The final three liqueurs in The Great Oh Gosh! Orange Liqueur Showdown are all triple secs, all housed in squat, square bottles and all about 80 proof. Cointreau is one of the worlds most famous liqueurs, but as I have learned popularity does not always equal quality in the world of alcohol. Is Cointreau really the king of orange liqueurs, or do these newer liqueurs have something to offer? For details on how the comparison was performed, check the notes on the showdown.
Adolphe and Edouard-Jean Cointreau founded a distillery in Angers, France in 1849, and in 1875 Edouard-Jean’s son, Edouard, took over the distillery and began production of Cointreau. Today it is the worlds most famous triple sec, called for by name in many cocktail recipes both new and old.
Cointreau has a strong zesty nose with a clear bitterness and a mild suggestion of heat. In the mouth you get an immediate mix of sweet and bitter orange, all with a very bright, natural flavour to them. The bitter orange intensifies after the initial sip, and brings with it a definite dryness. There is a fairly powerful burn during the middle, and a lingering heat through to the end. The long finish leaves a fresh orange taste to linger, with a bitterness that fades in to a mild sweetness.
Cointreau is certainly one of the most intense liqueurs in the comparison, with a lot of powerful flavours going on. It has a very natural quality to it, and unlike many liqueurs where the flavours are fairly defined and separate during the sip, Cointreau seems to have a lot going on at once. It’s certainly not one for sipping, but you can see why this is called for so often in cocktails – these orange flavours are powerful enough to stand up to a lot.
In 1821 Girolamo Luxardo opened a distillery in Zadar to make Maraschino, the liqueur Luxardo is perhaps still most famous for. Luxardo now produce a huge range of spirits including liqueurs, eaux de vie, grappa and brandy. Triplum is made using three different types of citrus, along with dried orange flowers and herbs. Interestingly, it is aged in white ash casks for at least six months – an unusual step for triple sec.
Luxardo Triplum has a fairly alcohol heavy nose, with a mild orange zest background with perhaps a touch of bitterness. The taste has an initial mild orange flavour, with an almost artificial sweetness. There is a hefty burn in the middle, and the finish keeps this burn along with some mild orange and more artificial sweetness.
The overall orange taste has a definite perfumed quality to it, setting it apart from other triple secs. I remain fairly undecided about Triplum – it has an interesting orange flavour going on, with some subtleties that aren’t present in other orange liqueurs.

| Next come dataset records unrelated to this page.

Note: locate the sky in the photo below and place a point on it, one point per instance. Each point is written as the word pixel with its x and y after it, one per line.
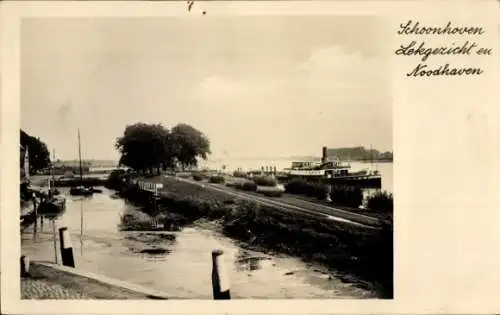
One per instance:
pixel 255 85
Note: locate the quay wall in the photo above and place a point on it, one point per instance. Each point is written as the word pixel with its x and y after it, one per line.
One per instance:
pixel 53 281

However, the burn makes it less than ideal for sipping, and the orange flavours seem too soft for most cocktails. I will be interested to see how this works in a mixed drink.
Unlike many of the companies whose liqueurs are featured in this comparison, Patrón lacks a long history and a comprehensive range of fruit liqueurs. The company was formed in 1989 and is now the worlds best selling premium tequila brand. Though you might expect Citrónge to be made using a tequila base, it is in fact made with neutral spirits, though Patrón claim it makes “the finest, most authentic, smooth and delicious Margaritas.”

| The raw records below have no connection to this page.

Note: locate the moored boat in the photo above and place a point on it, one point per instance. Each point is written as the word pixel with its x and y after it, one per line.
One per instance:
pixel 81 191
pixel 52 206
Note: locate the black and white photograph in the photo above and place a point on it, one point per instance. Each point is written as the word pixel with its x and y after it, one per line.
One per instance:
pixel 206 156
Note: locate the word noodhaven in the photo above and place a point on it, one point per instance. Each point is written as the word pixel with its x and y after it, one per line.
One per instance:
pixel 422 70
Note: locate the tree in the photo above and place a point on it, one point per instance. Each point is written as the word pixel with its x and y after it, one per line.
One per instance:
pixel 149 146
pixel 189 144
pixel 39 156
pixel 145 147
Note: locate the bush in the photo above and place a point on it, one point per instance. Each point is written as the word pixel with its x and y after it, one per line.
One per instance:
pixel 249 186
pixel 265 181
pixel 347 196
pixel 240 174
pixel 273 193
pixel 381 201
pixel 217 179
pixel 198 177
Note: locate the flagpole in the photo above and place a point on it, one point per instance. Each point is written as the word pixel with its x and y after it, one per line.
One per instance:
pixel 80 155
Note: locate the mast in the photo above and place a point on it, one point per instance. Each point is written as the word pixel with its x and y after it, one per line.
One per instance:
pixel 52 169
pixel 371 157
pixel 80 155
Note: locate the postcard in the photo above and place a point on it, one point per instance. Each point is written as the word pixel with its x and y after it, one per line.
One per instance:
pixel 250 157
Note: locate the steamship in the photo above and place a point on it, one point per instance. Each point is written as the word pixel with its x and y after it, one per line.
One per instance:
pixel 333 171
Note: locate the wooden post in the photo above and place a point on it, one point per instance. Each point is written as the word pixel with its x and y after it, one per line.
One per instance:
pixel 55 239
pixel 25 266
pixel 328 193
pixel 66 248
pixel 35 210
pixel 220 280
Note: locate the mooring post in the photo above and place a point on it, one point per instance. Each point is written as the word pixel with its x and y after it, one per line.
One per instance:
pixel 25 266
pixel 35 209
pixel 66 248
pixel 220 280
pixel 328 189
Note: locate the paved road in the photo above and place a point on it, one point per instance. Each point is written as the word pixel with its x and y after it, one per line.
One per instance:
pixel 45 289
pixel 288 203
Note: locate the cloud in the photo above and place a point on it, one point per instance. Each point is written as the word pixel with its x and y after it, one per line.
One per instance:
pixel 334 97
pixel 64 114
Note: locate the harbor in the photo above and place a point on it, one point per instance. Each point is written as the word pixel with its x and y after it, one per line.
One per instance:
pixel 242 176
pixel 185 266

Patrón Citrónge has a mild orange nose, with a slight sort of mustiness which seemed odd and almost artificial. I’m not even sure if musty is the right word to us, but it’s certainly not a fragrance I came across in any of the other liqueurs though. Upon sipping you get a mild sweet orange flavour, but this quickly fades behind an explosion of bitter, almost burnt, orange which is fairly intense and somewhat surprising. A long burn follows this explosion, along with a fairly short finish of bitter-sweet orange.
To be honest I was expected Citrónge to be a fairly standard triple sec which is cashing in on the Patrón name and the popularity of tequila drinks like the Margarita. However while it starts off very subtle, the mid-taste of this liqueur definitely has something a little different. I wouldn’t really recommend it for sipping, but I am looking forward to seeing how this works in a Margarita.
So concludes the tasting notes for the Orange Liqueur Showdown. I hope you have found my thoughts useful, and I would be interested to hear if my opinions match your own. I will be offering my own conclusions next week, but before that I will be trying out some of the liqueurs in various cocktails, though in a far less rigorous manner than the individual tastings. For those of you sick of orange liqueurs (and if you think you’re sick…) rest assured normal service will resume shortly.
Note: In the interests of full disclosure, the liqueurs included in this comparison are a mixture of bottles I have purchased myself, and samples solicited from their UK distributors.